Jeder Sport definiert seine Grenzen. Was dahinter liegt, ist unsportlich und wird bestraft. Bis die Fußball-Regionalliga den Spielbetrieb wieder aufnimmt, wollen wir hier darlegen, welche oft schmerzhaften Verstöße die einzelnen Sportarten kennen.

Schach ist Psycho. Völlig körperlos, sondern einfach nur Kopfarbeit. Foul beim Schach zielt also nur auf ein Körperteil: Aufs Hirn.

Psychologische Kriegsführung hat im Schach Tradition: An mittelalterlichen Höfen galt es, den Gegner gegen die Sonne zu setzen und erst zu starten, wenn diesem ein opulentes Mahl im Magen lag. Der erste offizielle Schachweltmeister, der Österreicher Wilhelm Steinitz (1886-1894), pflegte leise, aber vernehmbar Motive aus dem Tannhäuser zu summen.

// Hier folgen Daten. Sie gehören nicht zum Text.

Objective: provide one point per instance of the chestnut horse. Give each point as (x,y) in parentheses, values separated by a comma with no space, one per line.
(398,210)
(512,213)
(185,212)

Hundert Jahre später galt der Russe Garri Kasparow nicht nur als stärkster Spieler der Welt, sondern auch als Großmeister der Psychotricks: Mal schlug er Türen, mal zog er Grimassen, mal irritierte er seinen Gegenspieler mit hektischen Bewegungen, mal starrte er ihn über Stunden durchdringend an – und hatte mit seinen Manövern oft Erfolg.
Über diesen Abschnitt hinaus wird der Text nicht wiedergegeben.